I’ll take bureaucratic politics for $300, Alex

Brad DeLong is puzzled by something: Those of us who worked in the Clinton Treasury have been amazed at the remarkable loss of the U.S. Treasury’s power within the U.S. government that took place on January 21, 2001. The Treasury’s staff resources–both quantity and quality–are enormous. Its institutional memory is deep. Its links with its ...

By , a professor of international politics at the Fletcher School of Law and Diplomacy at Tufts University and co-host of the Space the Nation podcast.

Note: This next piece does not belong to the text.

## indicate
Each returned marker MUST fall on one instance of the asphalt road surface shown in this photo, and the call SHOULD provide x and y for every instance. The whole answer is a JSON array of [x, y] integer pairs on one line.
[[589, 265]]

Brad DeLong is puzzled by something:

Those of us who worked in the Clinton Treasury have been amazed at the remarkable loss of the U.S. Treasury’s power within the U.S. government that took place on January 21, 2001. The Treasury’s staff resources–both quantity and quality–are enormous. Its institutional memory is deep. Its links with its counterparts in other countries are strong. And it is not as though there was anyone in the Bush White House with both significant power and strong views on what economic policy should be. Thus we have been very surprised at the inability of the Bush Treasury to make its mark–either in domestic or in international economic policy.

Brad then offers some explanations — none of which flatter to the Bush White House. Having been at Treasury during the transition, and having ruminated about this question, Brad’s stacking the deck here. Focusing on international economic policy, what’s striking about the second Clinton term is how much of an outlier it looks compared to what took place before and since. This wasn’t only because of the strength of the Treasury team, but also a) the extent to which foreign economic policy impacted national security issues; and b) the relative weakness of Clinton’s national security team. Part of the reason Rubin/Summers were heavyweights was how they looked in comparison to Allbright, Berger et al. In December 2001, David Sanger wrote a lengthy New York Times retrospective on Clinton’s foreign policy in which one State Department official admitted, “The State Department was simply not equipped to handle the new [foreign policy] challenges, so it stuck to the traditional ones.” Fast-forwarding to the Bush team, a spate of stories came out pre-9/11 in which Powell, Rice, and Rumsfeld all said we’re going to take back some slices of the foreign policy pie from Treasury. Combine that with:

a) A Treasury Secretary who had no, repeat, no grasp of the international dimensions of his job — or any grasp of executive branch politics, for that matter; b) A national security team well-versed in the bureaucratic dark arts and with closer personal ties to Bush; and c) 9/11

It’s not that shocking to see Treasury’s relative influence waning.